In a July 6, 1993 Detroit Free Press story titled “King of the Heap,” prosecutors in Macomb County alleged that Soave, working through reputed mob figure Vito Giacalone, arranged for an associate to firebomb a Warren garbage dump in order to secure a $16 million trash collection contract. The associate, John Pree, later entered the federal Witness Protection Program and testified that Giacalone asked him to carry out the attack on Soave’s behalf. A week after the firebombing, a Soave subsidiary took over the lucrative city contract.
Soave was never charged, and both he and his attorneys denied the allegations, dismissing Pree as a desperate, convicted felon who fabricated his testimony.

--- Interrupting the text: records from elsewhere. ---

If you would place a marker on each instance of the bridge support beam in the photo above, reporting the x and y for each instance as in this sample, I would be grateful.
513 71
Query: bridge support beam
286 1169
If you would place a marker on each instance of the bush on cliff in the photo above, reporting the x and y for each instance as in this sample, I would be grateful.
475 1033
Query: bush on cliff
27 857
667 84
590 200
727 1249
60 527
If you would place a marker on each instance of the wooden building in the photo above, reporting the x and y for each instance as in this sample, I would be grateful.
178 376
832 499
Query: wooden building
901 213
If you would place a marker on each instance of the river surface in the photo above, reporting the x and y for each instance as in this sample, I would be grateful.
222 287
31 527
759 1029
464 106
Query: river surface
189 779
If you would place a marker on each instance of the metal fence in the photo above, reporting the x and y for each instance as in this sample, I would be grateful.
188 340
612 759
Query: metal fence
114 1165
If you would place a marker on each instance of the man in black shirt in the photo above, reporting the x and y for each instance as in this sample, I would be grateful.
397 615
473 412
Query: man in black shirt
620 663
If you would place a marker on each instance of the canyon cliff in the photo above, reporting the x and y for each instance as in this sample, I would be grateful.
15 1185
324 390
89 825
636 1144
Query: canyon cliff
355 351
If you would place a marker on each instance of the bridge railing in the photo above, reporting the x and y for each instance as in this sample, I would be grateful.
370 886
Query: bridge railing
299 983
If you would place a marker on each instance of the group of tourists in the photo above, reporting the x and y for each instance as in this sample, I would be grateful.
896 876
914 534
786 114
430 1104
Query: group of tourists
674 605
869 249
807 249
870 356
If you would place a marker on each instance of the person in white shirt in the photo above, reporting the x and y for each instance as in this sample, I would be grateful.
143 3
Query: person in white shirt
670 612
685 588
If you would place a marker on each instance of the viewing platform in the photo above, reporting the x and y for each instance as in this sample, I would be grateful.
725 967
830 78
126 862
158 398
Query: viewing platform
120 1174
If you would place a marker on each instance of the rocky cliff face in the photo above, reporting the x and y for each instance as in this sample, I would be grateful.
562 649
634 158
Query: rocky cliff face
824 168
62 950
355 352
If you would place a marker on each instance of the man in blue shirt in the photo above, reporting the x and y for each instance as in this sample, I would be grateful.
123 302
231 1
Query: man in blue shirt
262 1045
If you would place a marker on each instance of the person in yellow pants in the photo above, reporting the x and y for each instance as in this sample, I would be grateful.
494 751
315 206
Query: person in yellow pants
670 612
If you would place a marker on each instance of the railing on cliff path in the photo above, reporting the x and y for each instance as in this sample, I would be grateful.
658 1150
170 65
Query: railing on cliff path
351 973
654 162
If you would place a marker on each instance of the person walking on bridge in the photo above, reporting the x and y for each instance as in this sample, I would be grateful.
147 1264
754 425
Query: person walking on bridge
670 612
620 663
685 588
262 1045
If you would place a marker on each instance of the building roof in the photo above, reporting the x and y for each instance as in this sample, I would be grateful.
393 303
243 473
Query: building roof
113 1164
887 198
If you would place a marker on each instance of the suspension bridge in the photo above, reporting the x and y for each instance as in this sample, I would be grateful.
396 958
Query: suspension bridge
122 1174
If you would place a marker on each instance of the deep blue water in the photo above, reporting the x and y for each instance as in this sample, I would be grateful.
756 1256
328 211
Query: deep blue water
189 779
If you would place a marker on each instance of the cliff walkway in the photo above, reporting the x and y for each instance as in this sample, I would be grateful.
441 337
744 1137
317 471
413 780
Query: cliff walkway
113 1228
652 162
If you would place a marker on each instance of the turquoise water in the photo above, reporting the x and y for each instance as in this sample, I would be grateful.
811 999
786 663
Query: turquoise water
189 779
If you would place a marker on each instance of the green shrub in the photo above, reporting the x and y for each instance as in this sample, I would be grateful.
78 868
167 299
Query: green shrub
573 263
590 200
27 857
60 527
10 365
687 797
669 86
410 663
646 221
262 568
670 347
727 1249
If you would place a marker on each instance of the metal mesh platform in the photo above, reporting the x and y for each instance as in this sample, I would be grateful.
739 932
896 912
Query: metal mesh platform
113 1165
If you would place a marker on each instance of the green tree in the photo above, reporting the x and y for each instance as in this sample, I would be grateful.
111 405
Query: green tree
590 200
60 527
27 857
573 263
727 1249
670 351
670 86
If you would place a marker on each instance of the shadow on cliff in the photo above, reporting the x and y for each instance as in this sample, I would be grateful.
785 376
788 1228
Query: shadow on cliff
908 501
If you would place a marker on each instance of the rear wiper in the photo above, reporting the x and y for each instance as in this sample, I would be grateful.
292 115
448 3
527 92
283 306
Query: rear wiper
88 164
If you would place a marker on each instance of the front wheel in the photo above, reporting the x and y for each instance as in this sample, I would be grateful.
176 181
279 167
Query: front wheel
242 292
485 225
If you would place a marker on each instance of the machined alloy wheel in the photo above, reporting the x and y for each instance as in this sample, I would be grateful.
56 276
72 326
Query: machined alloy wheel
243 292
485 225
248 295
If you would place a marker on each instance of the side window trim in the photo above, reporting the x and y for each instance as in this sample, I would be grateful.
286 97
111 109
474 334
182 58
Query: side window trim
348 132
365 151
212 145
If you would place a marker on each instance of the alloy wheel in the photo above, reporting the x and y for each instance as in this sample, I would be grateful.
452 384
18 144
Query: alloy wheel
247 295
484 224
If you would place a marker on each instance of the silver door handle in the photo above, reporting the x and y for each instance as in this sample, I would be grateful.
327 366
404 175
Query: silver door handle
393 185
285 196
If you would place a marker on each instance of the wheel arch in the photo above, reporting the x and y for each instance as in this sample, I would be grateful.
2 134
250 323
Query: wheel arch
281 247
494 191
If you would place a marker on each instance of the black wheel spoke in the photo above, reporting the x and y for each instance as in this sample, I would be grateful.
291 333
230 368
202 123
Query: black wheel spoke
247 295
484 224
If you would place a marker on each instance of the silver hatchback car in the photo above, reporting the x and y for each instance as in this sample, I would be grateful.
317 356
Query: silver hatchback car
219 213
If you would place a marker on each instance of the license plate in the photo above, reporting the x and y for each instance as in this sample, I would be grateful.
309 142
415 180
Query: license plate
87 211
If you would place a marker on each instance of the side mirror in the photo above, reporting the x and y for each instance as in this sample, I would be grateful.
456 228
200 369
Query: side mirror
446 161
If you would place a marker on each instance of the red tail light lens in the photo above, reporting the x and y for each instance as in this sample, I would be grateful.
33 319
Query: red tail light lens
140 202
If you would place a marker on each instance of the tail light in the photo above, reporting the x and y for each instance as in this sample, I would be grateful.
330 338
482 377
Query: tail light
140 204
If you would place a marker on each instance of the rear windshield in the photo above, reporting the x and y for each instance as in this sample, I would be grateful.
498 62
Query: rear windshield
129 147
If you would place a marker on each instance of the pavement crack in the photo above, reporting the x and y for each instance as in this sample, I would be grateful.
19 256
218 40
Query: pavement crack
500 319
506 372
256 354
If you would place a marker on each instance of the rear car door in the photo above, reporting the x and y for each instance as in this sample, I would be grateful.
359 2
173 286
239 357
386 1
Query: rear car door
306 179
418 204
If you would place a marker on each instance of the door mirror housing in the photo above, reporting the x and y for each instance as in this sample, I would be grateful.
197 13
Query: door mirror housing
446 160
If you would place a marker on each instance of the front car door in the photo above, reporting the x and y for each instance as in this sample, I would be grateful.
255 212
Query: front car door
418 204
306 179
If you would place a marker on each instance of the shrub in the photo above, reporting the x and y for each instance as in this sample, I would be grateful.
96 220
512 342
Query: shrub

The Michigan Democratic Party’s billboard campaign follows Duggan’s recent comments downplaying Trump’s proposed Medicaid cuts, which could strip coverage from hundreds of thousands of Michiganders. Duggan said last week the cuts “are not as bad as they look.”A Metro Times review of Duggan’s campaign finance records found that a sizable share of his fundraising comes from Republican power brokers, Trump donors, and corporate executives with interests in state policy. Those include former Michigan GOP Chair Ron Weiser, charter school investor JC Huizenga, and top aides to former Gov. Rick Snyder.